Could you expand on this? Any examples would be appreciated.



Code examples abound on Stack Overflow, GitHub Gist, blog posts, etc. These may contain direct URL dependencies.

Example guiding users to include a Maven dependency: https://www.baeldung.com/guava-mapmaker#map-maker

There is some degree of assurance that this dependency won't last long in the Maven central repo, or any other user configured repository, if it contained malicious code. Obviously it is not foolproof and incidents happen, but without a centralized authority for package management, there is much less assurance that a package is not malicious


I find your concern valid.

Deno makes it easy to import from temporary places. However, this wouldn't be solved by having a centralized registry or a package manager like npm.

Npm can install from git repos and registries other than npmjs.

Having a package on npm by its own doesn't make it any less malicious.

A solution would be to enforce registries you can import from and fail if it's outside that.

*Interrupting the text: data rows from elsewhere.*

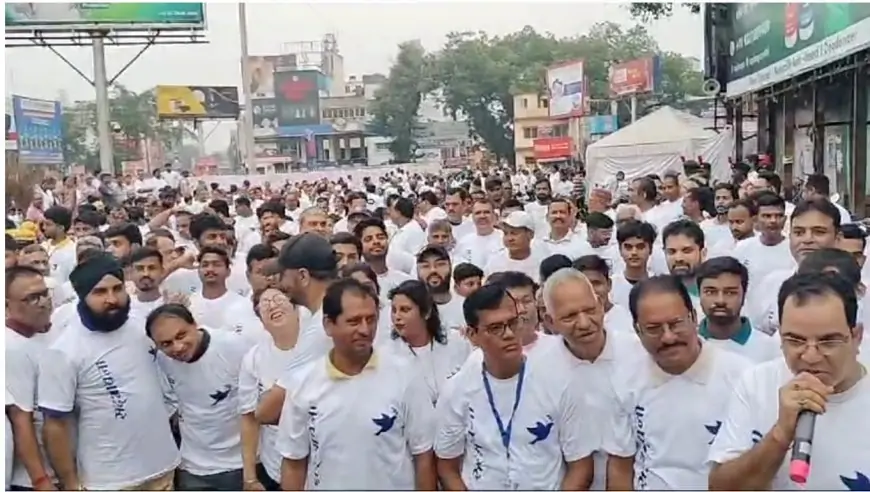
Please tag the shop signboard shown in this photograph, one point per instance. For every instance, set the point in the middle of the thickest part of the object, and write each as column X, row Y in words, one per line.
column 772, row 42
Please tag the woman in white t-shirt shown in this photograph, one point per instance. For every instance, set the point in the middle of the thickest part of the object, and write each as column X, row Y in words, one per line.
column 419, row 337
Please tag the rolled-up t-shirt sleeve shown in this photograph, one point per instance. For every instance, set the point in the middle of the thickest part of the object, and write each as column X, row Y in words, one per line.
column 56, row 383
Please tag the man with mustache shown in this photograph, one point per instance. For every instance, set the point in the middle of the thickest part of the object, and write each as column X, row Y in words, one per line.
column 684, row 251
column 106, row 426
column 434, row 269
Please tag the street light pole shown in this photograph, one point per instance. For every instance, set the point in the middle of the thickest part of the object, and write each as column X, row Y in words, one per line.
column 248, row 120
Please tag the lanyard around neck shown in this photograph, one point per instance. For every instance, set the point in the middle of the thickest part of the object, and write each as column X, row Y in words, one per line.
column 504, row 431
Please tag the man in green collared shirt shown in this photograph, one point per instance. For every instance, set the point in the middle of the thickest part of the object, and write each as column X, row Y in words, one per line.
column 721, row 284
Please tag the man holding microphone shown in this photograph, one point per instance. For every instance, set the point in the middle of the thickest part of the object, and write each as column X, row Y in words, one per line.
column 819, row 382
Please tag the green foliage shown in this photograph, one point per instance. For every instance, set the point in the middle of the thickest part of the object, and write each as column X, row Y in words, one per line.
column 134, row 117
column 475, row 76
column 394, row 110
column 655, row 11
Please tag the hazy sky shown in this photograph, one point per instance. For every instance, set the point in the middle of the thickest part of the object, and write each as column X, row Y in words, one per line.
column 367, row 35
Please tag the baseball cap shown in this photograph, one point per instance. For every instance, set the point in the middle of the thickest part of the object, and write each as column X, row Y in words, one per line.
column 519, row 219
column 432, row 250
column 309, row 251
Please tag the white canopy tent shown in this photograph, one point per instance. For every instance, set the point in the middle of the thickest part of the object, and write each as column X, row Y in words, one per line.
column 658, row 143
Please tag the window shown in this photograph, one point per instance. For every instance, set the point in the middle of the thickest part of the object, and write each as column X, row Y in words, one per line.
column 560, row 130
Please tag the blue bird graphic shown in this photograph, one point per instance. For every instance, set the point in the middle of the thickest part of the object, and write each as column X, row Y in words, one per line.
column 540, row 431
column 860, row 482
column 384, row 423
column 713, row 430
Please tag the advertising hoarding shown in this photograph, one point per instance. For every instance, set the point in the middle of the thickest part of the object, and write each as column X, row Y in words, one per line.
column 262, row 73
column 197, row 102
column 40, row 130
column 552, row 147
column 772, row 42
column 297, row 97
column 55, row 16
column 567, row 85
column 634, row 77
column 265, row 117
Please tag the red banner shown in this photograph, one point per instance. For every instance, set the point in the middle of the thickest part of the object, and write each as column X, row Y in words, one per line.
column 633, row 77
column 552, row 147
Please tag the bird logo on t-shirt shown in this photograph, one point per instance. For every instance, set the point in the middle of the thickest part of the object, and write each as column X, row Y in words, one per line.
column 860, row 482
column 385, row 422
column 541, row 430
column 220, row 395
column 713, row 430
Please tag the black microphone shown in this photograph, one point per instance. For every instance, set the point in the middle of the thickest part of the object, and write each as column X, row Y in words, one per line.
column 802, row 449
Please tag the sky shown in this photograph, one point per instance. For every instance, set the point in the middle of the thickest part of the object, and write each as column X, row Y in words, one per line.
column 367, row 33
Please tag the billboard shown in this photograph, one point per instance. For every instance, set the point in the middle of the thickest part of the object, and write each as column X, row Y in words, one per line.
column 634, row 77
column 262, row 73
column 567, row 85
column 197, row 102
column 552, row 148
column 24, row 17
column 265, row 117
column 40, row 130
column 772, row 42
column 298, row 97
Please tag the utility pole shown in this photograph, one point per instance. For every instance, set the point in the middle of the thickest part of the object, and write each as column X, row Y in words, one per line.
column 248, row 120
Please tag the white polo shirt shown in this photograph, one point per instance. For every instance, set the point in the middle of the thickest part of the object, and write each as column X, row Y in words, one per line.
column 261, row 367
column 548, row 428
column 358, row 432
column 112, row 381
column 436, row 361
column 841, row 456
column 207, row 394
column 592, row 379
column 22, row 368
column 668, row 422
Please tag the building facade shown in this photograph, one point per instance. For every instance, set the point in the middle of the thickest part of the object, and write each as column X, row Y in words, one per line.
column 538, row 139
column 805, row 76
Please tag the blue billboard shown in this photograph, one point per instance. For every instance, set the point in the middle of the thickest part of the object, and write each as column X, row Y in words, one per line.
column 40, row 130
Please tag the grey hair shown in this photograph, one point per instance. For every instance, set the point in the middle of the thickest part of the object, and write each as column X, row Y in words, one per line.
column 563, row 276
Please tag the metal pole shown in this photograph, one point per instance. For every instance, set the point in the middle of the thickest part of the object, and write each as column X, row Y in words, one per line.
column 104, row 132
column 248, row 120
column 633, row 109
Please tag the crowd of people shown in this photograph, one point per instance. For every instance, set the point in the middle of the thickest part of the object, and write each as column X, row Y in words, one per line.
column 464, row 331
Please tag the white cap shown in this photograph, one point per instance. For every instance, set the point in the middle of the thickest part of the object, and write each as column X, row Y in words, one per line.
column 519, row 219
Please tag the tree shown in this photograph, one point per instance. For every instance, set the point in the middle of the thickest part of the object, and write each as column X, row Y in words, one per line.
column 133, row 117
column 655, row 11
column 394, row 110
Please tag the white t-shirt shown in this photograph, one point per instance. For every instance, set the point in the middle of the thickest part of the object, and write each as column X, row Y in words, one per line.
column 312, row 344
column 550, row 426
column 761, row 260
column 436, row 361
column 368, row 445
column 22, row 369
column 531, row 265
column 261, row 367
column 841, row 456
column 476, row 249
column 451, row 314
column 647, row 404
column 207, row 394
column 112, row 381
column 229, row 312
column 593, row 380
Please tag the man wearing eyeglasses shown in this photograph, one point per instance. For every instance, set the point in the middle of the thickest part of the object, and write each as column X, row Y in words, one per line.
column 820, row 373
column 28, row 312
column 505, row 423
column 667, row 407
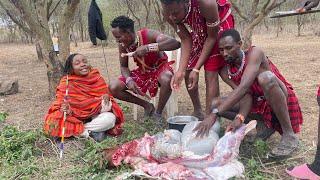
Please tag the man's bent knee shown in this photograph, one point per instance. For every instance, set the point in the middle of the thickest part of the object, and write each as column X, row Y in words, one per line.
column 267, row 80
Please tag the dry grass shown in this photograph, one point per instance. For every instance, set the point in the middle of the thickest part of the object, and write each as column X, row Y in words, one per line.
column 296, row 57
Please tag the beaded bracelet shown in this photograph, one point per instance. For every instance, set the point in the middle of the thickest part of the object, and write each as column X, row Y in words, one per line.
column 196, row 70
column 153, row 47
column 128, row 79
column 214, row 24
column 240, row 117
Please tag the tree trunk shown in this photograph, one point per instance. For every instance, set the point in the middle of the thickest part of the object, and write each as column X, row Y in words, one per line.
column 65, row 23
column 39, row 52
column 299, row 25
column 81, row 31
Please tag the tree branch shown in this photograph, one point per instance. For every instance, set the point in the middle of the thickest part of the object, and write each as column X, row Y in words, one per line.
column 54, row 8
column 15, row 18
column 236, row 6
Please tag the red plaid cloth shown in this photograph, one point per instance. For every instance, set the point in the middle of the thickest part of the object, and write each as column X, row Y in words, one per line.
column 147, row 74
column 261, row 106
column 196, row 24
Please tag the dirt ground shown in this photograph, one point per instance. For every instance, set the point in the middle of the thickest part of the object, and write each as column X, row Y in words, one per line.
column 298, row 59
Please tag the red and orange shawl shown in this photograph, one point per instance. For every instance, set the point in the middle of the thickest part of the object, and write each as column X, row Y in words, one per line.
column 85, row 102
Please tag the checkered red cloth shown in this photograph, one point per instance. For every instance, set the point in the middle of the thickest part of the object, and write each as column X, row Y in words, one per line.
column 154, row 63
column 261, row 106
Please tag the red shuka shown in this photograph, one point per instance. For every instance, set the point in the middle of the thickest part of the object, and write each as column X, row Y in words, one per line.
column 85, row 102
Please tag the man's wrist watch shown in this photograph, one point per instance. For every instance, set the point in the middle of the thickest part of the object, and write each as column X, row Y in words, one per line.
column 215, row 111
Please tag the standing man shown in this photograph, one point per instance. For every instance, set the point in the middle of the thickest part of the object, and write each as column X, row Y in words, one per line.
column 198, row 23
column 259, row 92
column 153, row 67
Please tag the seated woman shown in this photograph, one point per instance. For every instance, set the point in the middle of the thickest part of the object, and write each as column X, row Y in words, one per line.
column 90, row 108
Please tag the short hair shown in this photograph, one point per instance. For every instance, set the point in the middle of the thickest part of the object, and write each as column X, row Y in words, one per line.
column 171, row 1
column 68, row 65
column 123, row 22
column 233, row 33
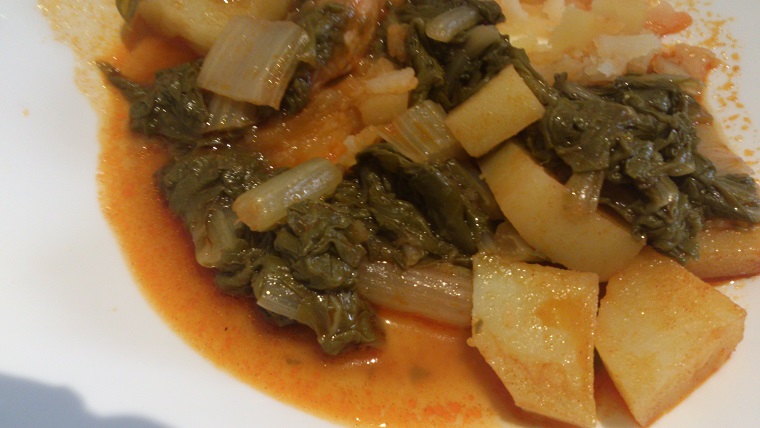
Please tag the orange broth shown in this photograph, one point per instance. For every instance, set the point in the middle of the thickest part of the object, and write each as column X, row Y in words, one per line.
column 421, row 374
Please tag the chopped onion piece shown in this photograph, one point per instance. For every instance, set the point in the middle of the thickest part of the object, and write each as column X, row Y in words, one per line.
column 507, row 243
column 712, row 147
column 479, row 38
column 254, row 60
column 421, row 134
column 441, row 292
column 583, row 191
column 226, row 114
column 447, row 25
column 266, row 204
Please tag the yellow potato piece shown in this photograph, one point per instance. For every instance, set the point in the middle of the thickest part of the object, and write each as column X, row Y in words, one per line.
column 661, row 331
column 499, row 110
column 534, row 202
column 534, row 325
column 200, row 21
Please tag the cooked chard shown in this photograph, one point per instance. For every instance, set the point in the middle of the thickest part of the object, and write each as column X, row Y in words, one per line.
column 639, row 133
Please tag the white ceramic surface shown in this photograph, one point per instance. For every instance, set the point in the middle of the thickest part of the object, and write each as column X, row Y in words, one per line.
column 79, row 346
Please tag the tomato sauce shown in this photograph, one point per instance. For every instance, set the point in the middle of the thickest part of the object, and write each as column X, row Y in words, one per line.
column 421, row 374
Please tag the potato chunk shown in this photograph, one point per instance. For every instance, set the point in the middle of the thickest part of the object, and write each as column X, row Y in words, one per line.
column 200, row 21
column 498, row 111
column 726, row 252
column 534, row 325
column 661, row 331
column 533, row 201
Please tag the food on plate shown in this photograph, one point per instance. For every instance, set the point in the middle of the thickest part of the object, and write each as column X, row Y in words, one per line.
column 534, row 325
column 661, row 331
column 476, row 163
column 536, row 204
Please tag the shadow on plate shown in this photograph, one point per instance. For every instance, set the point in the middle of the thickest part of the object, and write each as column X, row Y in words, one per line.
column 26, row 403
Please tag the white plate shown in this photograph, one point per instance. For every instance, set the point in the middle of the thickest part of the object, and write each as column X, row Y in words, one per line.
column 79, row 346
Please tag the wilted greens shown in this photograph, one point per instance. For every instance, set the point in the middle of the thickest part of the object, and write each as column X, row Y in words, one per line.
column 630, row 144
column 451, row 71
column 388, row 208
column 638, row 132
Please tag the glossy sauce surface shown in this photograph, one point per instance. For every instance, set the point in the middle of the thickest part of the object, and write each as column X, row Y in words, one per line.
column 421, row 374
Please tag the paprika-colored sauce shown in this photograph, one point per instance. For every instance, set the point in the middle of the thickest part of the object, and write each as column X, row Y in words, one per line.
column 421, row 374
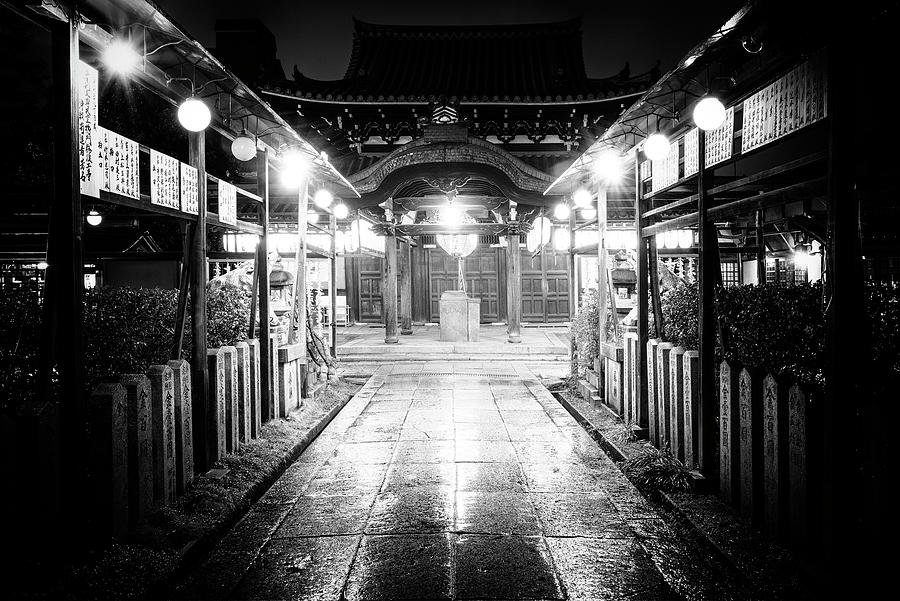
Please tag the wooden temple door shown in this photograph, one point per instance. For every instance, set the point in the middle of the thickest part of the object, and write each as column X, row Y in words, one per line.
column 545, row 287
column 370, row 295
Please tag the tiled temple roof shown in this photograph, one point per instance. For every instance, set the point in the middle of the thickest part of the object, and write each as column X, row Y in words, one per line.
column 539, row 63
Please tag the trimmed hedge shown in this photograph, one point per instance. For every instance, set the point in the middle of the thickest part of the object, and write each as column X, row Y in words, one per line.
column 125, row 331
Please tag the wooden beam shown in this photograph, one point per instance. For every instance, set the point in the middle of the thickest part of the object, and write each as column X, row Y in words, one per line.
column 204, row 435
column 389, row 287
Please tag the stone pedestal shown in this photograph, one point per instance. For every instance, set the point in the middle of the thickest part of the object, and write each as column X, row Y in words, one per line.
column 460, row 317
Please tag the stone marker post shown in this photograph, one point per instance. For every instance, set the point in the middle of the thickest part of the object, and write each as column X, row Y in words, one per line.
column 162, row 404
column 245, row 411
column 663, row 392
column 109, row 458
column 231, row 400
column 184, row 426
column 676, row 401
column 217, row 424
column 797, row 467
column 729, row 444
column 255, row 388
column 775, row 485
column 691, row 378
column 140, row 446
column 750, row 438
column 652, row 411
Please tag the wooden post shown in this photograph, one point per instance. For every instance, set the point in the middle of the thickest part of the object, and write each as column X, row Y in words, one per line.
column 203, row 443
column 513, row 284
column 760, row 251
column 389, row 288
column 332, row 227
column 405, row 289
column 640, row 354
column 64, row 292
column 262, row 267
column 603, row 275
column 708, row 406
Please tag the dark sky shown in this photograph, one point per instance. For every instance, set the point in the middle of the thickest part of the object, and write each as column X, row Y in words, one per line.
column 317, row 36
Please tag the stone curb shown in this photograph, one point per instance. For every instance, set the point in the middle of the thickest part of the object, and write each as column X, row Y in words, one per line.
column 195, row 551
column 617, row 455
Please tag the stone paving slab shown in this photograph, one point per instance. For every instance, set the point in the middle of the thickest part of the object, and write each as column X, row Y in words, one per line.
column 491, row 492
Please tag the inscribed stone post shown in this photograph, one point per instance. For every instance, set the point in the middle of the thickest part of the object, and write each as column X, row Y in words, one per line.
column 109, row 458
column 140, row 446
column 162, row 404
column 255, row 388
column 184, row 427
column 663, row 383
column 750, row 438
column 797, row 466
column 231, row 400
column 245, row 410
column 652, row 413
column 774, row 457
column 729, row 445
column 217, row 424
column 676, row 401
column 691, row 378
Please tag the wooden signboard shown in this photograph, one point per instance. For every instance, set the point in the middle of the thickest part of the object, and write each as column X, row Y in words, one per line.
column 165, row 188
column 227, row 203
column 790, row 103
column 89, row 167
column 120, row 160
column 190, row 190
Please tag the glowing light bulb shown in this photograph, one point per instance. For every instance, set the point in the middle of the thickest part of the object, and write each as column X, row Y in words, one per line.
column 194, row 115
column 121, row 57
column 709, row 113
column 323, row 198
column 341, row 211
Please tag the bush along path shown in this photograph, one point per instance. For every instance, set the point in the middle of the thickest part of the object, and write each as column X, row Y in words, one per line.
column 169, row 541
column 712, row 531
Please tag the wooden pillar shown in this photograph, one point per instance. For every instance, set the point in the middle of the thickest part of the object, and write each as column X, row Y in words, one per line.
column 332, row 228
column 389, row 287
column 513, row 284
column 708, row 257
column 573, row 276
column 603, row 289
column 653, row 259
column 64, row 291
column 405, row 289
column 262, row 268
column 298, row 335
column 760, row 251
column 204, row 441
column 640, row 363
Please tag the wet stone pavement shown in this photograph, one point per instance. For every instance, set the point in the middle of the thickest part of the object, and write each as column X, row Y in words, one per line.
column 437, row 482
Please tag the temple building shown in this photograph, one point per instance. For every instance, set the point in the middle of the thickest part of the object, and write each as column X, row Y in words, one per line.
column 480, row 118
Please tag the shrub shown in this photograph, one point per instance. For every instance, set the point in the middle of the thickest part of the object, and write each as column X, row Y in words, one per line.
column 586, row 332
column 680, row 315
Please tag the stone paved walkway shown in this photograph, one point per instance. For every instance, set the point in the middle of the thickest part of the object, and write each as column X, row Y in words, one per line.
column 441, row 483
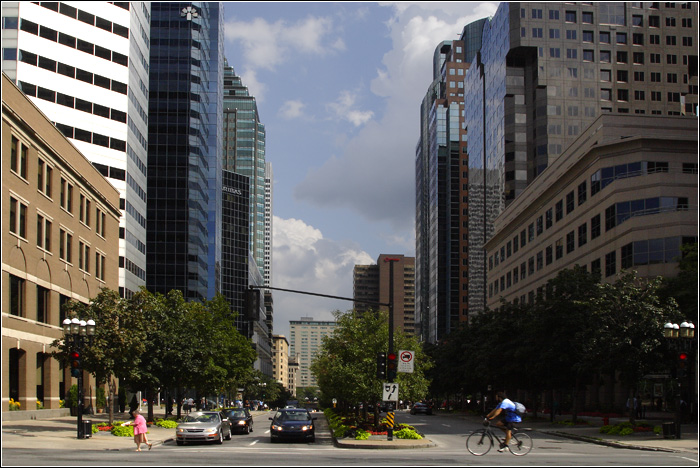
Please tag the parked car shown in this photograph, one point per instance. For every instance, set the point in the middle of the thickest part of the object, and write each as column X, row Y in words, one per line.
column 239, row 419
column 292, row 424
column 203, row 426
column 420, row 407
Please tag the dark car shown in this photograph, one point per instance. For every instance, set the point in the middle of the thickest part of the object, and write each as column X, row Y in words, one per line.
column 292, row 424
column 239, row 419
column 203, row 426
column 422, row 408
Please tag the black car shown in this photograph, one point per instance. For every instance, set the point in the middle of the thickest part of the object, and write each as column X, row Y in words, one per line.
column 421, row 408
column 239, row 419
column 294, row 423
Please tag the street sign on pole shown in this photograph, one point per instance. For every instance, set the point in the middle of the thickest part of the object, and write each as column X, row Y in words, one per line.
column 406, row 359
column 391, row 391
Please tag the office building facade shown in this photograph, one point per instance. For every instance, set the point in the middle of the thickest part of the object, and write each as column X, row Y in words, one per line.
column 184, row 177
column 373, row 283
column 61, row 219
column 623, row 196
column 305, row 337
column 85, row 65
column 544, row 73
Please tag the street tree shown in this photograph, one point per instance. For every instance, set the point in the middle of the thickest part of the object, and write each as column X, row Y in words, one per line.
column 346, row 365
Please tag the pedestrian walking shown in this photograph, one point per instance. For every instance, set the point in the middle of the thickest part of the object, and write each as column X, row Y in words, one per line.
column 140, row 429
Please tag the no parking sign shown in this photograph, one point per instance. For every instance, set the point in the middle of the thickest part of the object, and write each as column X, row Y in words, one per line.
column 406, row 359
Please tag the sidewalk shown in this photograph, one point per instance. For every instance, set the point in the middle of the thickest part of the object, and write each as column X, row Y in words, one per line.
column 61, row 433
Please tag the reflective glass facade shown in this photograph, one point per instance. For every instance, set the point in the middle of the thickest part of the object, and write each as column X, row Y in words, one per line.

if you can magically copy and paste in code that also includes a dependency then you might have just screwed yourself if you didn't read the code of said dep (or even if you did, maybe you missed something) if it just looks like a comment then maybe your team missed it in review. its harder to reason about deps that live in deep modules.


But if you just paste and execute code you found on the internet willy nilly, you're in trouble no matter what the plattform.